Therefore whilst you might have read that we ‘share’ 50% DNA with both a parent and a banana, it is really talking about different things! The confusion really lies in our use of the word ‘share’.
OK. So we know we have 50% of the same gene variants as each of our parents. This is because half of our chromosomes came from our father and half from our mother.
Genetically healthy individuals have 23 pairs of chromosomes (22 pairs of autosomes and 1 pair of sex chromosomes XX or XY). We number the autosome pairs from 1 – 22, and we each receive a paternal Chromosome 1 and a maternal Chromosome 1, a paternal Ch2 and maternal Ch2 and so on.
The way we ‘receive’ these is through the fusing of the sperm cell and the egg cell during reproduction. The sex cells (haploid) contain only 1 copy of each chromosome, so that, when they fuse, the fertilized egg will have the correct number of copies – 23 pairs.
Nature’s gift of variation to offspring and of fun and enjoyment to genetic genealogists, is expressed in this single set of chromosomes in a cell!

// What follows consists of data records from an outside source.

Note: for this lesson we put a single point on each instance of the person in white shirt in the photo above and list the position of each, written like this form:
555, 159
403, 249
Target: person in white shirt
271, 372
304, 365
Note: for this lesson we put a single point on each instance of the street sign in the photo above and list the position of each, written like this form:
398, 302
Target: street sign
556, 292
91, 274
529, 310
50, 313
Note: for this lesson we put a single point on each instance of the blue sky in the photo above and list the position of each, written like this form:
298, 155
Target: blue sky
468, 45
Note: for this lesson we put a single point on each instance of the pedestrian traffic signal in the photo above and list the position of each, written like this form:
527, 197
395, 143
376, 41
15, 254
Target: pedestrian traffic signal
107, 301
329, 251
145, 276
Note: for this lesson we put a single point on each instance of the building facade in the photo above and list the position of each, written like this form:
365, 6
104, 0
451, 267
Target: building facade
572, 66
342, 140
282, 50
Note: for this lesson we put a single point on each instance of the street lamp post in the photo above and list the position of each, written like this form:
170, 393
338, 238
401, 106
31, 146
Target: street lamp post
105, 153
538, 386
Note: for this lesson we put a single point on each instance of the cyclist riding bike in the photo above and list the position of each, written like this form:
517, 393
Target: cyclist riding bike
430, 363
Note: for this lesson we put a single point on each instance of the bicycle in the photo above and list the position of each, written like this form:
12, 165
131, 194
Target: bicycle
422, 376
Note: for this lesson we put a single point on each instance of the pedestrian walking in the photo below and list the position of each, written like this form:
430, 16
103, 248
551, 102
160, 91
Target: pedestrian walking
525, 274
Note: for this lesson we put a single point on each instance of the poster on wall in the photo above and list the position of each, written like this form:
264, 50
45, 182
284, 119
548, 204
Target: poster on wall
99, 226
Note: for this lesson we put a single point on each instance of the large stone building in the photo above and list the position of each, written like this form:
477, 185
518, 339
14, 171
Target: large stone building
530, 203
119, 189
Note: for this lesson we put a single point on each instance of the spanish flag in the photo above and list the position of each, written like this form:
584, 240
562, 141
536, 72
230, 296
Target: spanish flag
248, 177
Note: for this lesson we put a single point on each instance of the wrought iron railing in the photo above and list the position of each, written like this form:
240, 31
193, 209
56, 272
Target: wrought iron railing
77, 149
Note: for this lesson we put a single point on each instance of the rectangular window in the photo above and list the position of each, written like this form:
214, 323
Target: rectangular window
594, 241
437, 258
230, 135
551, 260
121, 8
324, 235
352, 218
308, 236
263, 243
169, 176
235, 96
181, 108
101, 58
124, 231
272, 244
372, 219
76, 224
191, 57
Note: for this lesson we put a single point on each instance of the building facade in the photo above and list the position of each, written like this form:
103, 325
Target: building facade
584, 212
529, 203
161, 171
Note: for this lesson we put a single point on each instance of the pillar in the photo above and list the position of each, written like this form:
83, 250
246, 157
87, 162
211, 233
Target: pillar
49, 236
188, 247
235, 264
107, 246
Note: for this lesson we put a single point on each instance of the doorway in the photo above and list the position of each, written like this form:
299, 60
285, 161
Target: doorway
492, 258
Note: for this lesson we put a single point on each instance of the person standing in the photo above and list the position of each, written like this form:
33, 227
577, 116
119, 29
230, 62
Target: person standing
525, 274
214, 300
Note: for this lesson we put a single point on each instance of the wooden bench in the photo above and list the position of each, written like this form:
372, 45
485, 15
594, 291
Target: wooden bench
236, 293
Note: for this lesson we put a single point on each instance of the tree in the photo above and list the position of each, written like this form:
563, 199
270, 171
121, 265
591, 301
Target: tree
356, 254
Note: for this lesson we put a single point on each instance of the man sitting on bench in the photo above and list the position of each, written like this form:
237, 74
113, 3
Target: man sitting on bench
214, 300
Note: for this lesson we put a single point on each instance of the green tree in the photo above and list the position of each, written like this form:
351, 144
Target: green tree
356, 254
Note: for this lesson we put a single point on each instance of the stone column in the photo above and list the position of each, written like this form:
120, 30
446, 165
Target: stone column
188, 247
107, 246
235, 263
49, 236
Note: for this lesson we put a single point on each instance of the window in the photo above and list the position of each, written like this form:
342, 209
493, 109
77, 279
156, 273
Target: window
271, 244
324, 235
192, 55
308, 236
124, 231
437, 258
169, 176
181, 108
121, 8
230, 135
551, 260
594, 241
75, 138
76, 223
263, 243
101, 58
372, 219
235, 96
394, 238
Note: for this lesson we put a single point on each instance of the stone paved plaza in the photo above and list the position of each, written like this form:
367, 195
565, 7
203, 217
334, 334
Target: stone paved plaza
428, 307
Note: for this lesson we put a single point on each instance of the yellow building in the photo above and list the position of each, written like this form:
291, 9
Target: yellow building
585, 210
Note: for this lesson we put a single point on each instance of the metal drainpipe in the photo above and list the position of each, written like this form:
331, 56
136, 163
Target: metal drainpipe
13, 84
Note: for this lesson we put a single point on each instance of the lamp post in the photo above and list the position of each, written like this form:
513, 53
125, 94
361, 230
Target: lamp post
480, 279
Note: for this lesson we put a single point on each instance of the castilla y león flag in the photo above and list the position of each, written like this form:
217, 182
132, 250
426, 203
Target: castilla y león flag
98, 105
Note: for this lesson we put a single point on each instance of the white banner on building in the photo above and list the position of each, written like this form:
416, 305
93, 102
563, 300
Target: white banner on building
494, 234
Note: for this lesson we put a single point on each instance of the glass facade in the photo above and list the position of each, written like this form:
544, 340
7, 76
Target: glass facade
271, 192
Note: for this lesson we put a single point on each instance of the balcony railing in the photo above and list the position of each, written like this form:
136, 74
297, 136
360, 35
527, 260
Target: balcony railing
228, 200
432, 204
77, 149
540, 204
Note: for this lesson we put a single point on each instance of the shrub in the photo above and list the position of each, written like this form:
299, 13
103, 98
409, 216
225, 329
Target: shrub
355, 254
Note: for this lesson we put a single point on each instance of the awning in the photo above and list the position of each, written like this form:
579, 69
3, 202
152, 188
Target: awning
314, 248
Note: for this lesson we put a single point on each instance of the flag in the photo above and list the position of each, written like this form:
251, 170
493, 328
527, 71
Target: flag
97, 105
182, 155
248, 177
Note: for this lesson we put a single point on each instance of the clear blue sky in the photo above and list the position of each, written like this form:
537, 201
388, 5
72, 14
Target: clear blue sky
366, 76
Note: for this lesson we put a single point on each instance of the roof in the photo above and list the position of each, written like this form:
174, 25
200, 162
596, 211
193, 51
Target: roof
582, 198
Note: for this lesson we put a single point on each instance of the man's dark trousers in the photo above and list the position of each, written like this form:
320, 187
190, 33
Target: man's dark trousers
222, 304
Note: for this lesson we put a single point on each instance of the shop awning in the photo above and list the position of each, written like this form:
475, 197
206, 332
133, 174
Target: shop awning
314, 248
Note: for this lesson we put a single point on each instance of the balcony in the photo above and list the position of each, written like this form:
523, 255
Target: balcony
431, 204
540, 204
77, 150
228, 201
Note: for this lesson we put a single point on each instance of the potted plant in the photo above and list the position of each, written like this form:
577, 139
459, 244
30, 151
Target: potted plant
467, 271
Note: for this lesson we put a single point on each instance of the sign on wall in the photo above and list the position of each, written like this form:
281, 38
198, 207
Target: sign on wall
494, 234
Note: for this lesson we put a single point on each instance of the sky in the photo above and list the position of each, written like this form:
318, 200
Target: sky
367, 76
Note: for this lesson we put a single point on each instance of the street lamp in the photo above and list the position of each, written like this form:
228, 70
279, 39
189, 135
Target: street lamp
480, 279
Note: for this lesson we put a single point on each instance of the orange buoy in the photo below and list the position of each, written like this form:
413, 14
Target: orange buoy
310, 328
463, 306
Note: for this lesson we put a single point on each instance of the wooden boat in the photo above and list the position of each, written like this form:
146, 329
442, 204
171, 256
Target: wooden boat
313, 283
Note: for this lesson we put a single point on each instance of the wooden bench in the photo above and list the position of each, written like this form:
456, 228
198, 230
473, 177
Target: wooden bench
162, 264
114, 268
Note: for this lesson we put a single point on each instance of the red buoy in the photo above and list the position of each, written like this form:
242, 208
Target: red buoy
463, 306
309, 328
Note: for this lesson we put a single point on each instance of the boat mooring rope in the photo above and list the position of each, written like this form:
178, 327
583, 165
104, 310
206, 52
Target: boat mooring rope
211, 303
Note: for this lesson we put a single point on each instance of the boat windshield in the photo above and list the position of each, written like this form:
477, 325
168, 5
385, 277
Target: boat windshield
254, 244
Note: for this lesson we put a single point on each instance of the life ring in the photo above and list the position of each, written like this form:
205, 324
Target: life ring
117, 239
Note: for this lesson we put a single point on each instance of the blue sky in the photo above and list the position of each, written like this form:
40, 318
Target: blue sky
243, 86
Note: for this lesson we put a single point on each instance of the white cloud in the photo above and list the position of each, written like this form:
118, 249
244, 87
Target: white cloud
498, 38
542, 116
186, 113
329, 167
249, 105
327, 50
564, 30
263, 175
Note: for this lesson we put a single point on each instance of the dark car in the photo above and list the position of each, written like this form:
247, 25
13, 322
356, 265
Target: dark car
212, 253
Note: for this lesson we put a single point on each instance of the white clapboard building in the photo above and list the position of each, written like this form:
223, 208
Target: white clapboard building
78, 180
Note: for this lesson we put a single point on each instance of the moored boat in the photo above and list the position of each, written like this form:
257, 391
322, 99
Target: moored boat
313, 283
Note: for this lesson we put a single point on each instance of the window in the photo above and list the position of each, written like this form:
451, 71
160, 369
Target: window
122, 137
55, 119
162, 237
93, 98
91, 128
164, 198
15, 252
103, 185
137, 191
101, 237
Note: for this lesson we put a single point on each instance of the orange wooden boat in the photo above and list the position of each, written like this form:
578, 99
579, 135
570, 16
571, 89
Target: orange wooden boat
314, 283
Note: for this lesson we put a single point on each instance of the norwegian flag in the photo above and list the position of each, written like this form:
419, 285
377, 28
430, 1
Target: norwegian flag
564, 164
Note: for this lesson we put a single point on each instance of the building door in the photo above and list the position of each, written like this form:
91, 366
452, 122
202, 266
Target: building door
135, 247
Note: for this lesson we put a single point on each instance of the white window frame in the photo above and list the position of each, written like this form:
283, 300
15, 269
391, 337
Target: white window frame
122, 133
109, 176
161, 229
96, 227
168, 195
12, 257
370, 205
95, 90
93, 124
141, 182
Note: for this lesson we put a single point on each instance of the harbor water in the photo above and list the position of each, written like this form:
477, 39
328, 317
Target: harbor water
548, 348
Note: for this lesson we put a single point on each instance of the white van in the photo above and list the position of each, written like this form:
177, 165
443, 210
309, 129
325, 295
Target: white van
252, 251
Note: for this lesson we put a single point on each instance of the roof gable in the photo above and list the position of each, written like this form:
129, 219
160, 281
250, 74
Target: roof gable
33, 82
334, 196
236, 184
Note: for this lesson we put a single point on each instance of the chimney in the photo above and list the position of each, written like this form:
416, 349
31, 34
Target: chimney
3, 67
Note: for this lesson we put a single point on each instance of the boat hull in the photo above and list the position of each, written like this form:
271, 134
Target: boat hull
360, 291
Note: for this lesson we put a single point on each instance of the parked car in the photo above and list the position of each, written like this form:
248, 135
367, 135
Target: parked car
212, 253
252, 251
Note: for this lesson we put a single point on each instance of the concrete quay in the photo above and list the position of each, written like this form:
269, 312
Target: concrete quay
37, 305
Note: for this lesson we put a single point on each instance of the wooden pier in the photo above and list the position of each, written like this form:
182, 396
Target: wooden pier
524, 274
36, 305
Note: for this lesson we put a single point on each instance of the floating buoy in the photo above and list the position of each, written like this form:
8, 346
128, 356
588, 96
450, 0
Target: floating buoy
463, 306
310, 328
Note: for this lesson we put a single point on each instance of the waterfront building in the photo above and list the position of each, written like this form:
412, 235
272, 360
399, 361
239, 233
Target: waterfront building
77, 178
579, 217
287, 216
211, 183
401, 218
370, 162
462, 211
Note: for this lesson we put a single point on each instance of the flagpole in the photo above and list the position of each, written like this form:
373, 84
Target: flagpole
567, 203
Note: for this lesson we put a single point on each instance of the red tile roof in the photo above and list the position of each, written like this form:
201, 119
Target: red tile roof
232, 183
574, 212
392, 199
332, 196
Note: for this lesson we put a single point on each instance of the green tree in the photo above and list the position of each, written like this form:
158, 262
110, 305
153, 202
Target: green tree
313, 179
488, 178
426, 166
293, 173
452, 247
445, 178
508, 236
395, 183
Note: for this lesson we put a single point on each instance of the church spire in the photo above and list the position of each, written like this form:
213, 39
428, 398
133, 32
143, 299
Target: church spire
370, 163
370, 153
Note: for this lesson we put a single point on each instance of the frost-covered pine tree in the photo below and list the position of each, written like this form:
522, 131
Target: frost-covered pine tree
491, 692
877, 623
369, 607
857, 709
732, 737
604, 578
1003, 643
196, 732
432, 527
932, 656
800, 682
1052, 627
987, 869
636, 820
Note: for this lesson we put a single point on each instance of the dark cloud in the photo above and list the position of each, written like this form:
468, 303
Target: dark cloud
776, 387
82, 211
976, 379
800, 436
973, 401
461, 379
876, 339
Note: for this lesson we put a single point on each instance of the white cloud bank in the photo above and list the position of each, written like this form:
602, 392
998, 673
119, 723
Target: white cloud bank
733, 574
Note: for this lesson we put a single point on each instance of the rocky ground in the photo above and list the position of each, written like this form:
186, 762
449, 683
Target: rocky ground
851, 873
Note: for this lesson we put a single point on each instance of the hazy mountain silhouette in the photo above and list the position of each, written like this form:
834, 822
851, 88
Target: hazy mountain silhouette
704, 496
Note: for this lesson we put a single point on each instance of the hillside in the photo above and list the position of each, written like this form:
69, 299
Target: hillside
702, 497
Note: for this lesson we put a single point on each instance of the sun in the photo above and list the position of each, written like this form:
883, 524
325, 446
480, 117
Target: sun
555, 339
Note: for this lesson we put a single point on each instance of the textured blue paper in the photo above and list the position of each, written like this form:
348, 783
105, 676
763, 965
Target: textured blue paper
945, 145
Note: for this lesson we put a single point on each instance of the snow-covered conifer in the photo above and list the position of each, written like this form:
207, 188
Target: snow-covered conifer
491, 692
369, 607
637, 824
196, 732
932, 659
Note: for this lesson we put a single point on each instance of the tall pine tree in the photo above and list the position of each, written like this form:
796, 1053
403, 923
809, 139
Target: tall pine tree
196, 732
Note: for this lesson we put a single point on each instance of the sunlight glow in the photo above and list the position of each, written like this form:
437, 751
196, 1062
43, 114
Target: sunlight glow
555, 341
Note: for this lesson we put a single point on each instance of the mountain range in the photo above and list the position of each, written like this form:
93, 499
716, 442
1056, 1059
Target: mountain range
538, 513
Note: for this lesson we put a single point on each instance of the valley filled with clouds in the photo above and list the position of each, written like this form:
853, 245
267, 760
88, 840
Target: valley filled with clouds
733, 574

In order that offspring are not genetic clones of each other and the parents (and so are susceptible of being wiped out by the same disease), two processes occur during meiosis – crossing over (aka recombination) and independent assortment.
Picture the germ cell (a sex cell producing sperm or eggs). It’s a typical cell, containing two sets of 23 chromosomes floating about quite happily. When the cell is about to divide to form haploid daughter cells (meiosis), the chromosomes find their ‘partners’ – Chromosome 1 received from the person’s father finds Chromosome 1 received from the person’s mother and so on. How amazing is that! These are known as homologous pairs (homo- same, logous- location, value or structure). These pairs then couple together in a process known as ‘rough pairing’, where they might exchange or ‘cross over’ chunks of genetic material. They then line up in the middle of the cell in their pairs, before splitting up and moving to either side ready to divide into two new cells.
I like to imagine this a bit like a giant dance hall. The dancers hold onto each other and dance a few bars of the song close together, then they move into the middle of the room, some of them swing each other round to swap places, then they separate to either side.
Some of you will be old enough to remember the heady days of when Great Britain didn’t score ‘nul points’ in the Eurovision Song Contest, but actually blooming well won it. Back in 1981, Bucks Fizz were the victors with a song called Making Your Mind Up. Gasps of delight reverberated around the continent when the boys whipped off the girls’ skirts midway through the song (to reveal a little shorts number…the Eurovision wasn’t THAT kind of show). Well, imagine these dancers took it a step further. Mike Nolan didn’t just whip off Cheryl Baker’s skirt, he put in on himself and gave her his trousers!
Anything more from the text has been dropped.